Pension alimentaire pour enfants : combien de temps en arrière peut-on la réclamer ?

Lorsque un couple se sépare et qu’il a un ou plusieurs enfant(s) commun(s) certaines questions se posent :

Qui prend en charge l’enfant ? Quelles sont les conséquences pour chacun des parents ?

En principe, l’enfant habitera chez l’un des parents et l’autre aura un droit de visite et d’hébergement.

Par conséquent, le parent chez qui l’enfant habite peut obtenir de l’autre une pension alimentaire.

Mais à partir de quelle date cette pension doit-elle être payée : Peut-on réclamer son paiement à partir de la séparation du couple en remontant dans le temps ? Ou n’est-elle due qu’à partir de la demande introduite au tribunal ?

La nouvelle loi du 27 juin 2018 créant le juge aux affaires familiales (http://legilux.public.lu/eli/etat/leg/loi/2018/06/27/a589/jo) a modifié le droit de la famille.

Néanmoins, cette loi ne précise pas le point de départ de la pension alimentaire.

Avant son application, les juges distinguaient parents divorcés et ceux qui n’avaient jamais été mariés.

Ainsi, le parent non marié pouvait tenter d’obtenir une pension en remontant en arrière dans le temps, et ce jusqu’à un maximum de 5 ans (article 2277 du Code civil), à partir de la séparation du couple.

En revanche, le parent divorcé ne pouvait pas bénéficier de cet effet rétroactif.
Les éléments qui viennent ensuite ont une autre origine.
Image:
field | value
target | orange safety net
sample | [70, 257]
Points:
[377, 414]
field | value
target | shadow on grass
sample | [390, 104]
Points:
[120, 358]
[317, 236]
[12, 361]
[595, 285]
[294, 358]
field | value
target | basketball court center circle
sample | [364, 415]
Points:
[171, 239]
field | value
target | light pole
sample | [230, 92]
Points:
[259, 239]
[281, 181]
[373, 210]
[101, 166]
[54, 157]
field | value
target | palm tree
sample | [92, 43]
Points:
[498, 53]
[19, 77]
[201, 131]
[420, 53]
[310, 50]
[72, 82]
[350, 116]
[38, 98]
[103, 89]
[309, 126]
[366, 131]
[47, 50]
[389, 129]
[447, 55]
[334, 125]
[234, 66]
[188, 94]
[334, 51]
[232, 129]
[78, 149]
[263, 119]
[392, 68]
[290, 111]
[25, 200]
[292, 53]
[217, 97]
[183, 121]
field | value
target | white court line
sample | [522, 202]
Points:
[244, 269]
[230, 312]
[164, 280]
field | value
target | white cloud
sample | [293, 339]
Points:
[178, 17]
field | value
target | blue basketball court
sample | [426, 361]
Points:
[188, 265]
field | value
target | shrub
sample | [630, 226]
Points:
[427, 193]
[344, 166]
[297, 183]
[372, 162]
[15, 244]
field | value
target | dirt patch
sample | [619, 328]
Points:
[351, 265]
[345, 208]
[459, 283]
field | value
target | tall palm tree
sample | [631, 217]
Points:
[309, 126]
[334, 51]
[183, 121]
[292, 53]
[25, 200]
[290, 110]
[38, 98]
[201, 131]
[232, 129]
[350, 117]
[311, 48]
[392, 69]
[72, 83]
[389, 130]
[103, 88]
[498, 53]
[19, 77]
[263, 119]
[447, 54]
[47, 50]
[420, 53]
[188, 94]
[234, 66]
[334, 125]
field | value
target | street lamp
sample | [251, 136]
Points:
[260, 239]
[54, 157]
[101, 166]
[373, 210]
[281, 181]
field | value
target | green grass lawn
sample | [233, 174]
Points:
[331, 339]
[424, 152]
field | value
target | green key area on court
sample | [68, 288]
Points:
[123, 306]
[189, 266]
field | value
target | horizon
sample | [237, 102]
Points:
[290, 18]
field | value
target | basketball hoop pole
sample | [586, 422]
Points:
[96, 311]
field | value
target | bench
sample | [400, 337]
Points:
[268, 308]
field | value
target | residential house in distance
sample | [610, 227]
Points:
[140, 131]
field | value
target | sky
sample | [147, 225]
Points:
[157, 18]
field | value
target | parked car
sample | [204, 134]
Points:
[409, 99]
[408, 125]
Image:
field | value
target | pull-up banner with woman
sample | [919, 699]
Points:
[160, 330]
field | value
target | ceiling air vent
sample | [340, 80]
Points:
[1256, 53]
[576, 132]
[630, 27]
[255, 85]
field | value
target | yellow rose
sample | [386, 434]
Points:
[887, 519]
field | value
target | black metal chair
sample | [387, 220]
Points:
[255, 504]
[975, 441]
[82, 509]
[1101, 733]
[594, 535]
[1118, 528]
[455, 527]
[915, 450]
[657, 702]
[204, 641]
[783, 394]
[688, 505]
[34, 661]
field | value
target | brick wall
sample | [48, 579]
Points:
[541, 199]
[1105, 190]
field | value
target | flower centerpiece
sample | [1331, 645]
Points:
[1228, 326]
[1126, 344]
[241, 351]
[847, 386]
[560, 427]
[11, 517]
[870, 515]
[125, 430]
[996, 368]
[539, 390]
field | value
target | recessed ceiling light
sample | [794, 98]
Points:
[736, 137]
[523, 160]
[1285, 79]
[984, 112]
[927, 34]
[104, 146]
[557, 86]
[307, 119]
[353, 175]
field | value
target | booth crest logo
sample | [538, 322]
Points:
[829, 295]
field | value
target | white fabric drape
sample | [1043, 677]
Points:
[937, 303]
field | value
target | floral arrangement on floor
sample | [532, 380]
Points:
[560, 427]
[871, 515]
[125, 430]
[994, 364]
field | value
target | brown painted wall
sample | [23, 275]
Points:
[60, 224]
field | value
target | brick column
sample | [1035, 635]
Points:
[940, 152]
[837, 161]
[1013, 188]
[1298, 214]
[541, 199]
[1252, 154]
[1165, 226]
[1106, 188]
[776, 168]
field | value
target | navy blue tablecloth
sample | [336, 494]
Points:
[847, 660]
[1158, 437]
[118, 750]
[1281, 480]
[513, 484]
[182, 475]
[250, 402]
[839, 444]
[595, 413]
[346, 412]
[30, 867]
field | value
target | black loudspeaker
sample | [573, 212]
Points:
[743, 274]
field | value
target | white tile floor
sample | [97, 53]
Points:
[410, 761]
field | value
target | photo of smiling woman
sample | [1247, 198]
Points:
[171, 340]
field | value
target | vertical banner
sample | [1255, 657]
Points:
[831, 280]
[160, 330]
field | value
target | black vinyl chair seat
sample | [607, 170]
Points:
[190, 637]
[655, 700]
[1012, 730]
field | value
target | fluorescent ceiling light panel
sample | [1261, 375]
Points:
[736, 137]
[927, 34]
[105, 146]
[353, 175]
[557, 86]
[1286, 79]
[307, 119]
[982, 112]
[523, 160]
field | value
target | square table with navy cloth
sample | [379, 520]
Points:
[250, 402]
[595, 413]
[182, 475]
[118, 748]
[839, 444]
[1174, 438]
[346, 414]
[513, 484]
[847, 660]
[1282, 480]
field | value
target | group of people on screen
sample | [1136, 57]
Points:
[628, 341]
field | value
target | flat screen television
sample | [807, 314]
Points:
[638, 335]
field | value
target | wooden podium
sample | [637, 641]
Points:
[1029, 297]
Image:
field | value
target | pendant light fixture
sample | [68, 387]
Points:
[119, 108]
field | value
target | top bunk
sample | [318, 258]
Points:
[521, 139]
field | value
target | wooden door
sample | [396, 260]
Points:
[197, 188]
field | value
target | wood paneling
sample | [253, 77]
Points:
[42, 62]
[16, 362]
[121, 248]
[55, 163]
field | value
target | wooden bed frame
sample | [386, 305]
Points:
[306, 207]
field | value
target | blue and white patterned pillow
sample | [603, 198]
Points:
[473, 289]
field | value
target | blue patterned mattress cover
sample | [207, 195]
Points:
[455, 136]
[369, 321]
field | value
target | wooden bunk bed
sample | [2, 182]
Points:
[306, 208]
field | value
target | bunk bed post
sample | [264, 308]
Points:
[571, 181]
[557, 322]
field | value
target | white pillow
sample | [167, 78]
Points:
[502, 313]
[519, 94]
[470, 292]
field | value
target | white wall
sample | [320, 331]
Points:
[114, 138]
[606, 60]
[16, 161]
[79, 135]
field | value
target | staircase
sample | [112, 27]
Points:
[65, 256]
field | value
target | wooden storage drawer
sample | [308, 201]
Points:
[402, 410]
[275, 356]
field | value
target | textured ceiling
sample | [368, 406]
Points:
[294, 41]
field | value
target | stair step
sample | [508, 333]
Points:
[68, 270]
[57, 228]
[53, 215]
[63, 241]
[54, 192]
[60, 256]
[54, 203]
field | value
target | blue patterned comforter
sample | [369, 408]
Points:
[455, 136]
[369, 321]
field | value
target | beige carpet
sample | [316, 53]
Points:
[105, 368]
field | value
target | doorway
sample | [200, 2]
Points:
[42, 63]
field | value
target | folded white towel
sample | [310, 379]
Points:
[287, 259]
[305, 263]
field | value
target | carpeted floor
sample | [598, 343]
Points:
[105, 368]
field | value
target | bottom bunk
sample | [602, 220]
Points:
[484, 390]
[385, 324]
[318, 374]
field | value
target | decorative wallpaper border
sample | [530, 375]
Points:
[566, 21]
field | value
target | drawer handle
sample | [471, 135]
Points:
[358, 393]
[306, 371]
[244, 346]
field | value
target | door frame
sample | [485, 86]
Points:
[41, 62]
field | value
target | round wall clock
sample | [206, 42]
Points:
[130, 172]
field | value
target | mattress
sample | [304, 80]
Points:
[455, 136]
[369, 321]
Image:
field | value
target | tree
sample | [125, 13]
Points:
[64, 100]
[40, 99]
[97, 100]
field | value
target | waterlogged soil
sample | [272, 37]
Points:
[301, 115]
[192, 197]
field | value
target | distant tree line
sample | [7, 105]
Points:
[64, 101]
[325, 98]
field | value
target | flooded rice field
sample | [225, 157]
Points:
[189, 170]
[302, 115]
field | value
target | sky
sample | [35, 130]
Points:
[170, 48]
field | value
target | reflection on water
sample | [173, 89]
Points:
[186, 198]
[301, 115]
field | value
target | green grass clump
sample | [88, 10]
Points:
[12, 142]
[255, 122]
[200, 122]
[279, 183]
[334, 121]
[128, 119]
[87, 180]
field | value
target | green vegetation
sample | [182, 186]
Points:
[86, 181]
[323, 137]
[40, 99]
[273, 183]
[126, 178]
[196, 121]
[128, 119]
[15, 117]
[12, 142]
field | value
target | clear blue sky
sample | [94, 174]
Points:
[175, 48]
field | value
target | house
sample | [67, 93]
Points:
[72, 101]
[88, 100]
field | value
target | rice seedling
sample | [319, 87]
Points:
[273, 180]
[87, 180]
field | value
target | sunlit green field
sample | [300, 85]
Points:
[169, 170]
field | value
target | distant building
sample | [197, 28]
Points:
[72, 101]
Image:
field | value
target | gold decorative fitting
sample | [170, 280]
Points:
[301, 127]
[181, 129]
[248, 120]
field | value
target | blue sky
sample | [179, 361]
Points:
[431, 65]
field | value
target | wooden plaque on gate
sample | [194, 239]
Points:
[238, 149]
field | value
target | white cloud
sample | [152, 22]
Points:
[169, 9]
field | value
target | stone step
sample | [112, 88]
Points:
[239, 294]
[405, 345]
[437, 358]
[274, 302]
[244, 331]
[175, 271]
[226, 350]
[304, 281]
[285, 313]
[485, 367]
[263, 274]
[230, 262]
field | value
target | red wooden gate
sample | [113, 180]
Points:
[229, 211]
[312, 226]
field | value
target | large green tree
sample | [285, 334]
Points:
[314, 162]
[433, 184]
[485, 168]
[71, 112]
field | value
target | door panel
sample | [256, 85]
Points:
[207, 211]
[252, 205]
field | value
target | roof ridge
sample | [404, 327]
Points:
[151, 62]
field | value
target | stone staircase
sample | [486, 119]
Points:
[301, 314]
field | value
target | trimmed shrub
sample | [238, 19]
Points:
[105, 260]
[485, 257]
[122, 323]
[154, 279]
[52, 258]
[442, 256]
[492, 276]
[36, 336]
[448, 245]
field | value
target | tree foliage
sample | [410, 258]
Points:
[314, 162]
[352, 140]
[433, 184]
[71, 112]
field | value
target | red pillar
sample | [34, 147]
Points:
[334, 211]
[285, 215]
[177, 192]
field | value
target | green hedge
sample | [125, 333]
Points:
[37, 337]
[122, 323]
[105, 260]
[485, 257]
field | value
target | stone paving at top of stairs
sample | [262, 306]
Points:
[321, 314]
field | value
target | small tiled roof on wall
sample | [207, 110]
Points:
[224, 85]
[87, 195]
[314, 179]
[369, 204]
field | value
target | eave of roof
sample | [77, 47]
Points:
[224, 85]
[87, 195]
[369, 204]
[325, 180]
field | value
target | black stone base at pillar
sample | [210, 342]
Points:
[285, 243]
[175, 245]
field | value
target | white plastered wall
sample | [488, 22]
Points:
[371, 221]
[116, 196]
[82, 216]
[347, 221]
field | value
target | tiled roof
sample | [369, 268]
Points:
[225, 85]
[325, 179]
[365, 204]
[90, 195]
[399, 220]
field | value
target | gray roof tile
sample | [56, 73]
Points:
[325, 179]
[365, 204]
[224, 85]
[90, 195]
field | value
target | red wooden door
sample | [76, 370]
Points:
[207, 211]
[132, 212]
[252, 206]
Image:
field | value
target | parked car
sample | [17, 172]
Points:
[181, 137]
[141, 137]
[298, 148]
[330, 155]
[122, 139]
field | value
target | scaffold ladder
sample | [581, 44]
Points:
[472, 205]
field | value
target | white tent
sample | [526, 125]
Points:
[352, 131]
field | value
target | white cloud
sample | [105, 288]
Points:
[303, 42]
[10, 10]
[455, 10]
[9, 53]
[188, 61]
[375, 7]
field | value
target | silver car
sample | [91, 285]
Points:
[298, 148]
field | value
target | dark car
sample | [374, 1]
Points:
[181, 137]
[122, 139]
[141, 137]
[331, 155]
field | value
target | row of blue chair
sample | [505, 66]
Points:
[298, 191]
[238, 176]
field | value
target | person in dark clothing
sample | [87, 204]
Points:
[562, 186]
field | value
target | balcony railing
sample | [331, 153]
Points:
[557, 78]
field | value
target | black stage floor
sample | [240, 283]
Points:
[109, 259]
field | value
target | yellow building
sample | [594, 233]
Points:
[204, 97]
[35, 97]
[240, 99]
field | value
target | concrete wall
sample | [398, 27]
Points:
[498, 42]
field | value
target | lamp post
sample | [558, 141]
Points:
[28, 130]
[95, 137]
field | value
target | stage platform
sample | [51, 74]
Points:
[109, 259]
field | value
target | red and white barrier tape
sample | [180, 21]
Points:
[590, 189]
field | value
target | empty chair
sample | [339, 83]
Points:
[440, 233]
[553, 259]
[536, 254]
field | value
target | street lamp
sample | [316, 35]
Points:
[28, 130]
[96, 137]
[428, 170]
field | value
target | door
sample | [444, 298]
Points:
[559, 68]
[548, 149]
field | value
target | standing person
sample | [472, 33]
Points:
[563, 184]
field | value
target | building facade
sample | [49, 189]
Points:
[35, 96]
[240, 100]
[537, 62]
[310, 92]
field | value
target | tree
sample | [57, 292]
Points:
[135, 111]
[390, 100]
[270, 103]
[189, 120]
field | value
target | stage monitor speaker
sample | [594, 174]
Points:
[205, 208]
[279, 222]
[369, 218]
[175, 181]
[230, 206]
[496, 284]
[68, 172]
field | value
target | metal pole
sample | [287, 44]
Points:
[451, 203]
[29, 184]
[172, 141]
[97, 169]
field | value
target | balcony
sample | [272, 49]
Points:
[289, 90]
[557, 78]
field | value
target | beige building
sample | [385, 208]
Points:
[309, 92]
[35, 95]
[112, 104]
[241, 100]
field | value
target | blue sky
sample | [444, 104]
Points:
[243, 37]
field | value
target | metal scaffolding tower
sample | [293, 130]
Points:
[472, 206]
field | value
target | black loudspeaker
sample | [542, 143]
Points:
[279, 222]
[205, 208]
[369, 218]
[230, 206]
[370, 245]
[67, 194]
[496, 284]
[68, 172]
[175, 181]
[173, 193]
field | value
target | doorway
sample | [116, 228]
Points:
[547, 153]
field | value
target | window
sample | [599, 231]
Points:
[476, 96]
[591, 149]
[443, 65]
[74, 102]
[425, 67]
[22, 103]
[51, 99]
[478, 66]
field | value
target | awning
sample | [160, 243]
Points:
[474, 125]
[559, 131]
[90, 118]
Il n’avait droit à une pension qu’à partir de la date de la demande en divorce.

Cette différence de traitement était injustifiée.

Même si la nouvelle loi ne donne pas de précision à ce sujet, ce serait l’occasion pour les juges de rompre désormais avec cette inégalité.

En ce sens nous avons obtenu en décembre 2019 un jugement intéressant rendu sous la nouvelle loi. D’une part, le jugement avait prononcé le divorce des parties. D’autre part, le parent chez qui l’enfant n’habitait pas à été condamné à payer à l’autre, auprès duquel l’enfant résidait, une pension alimentaire et ce en remontant 2 ans en arrière.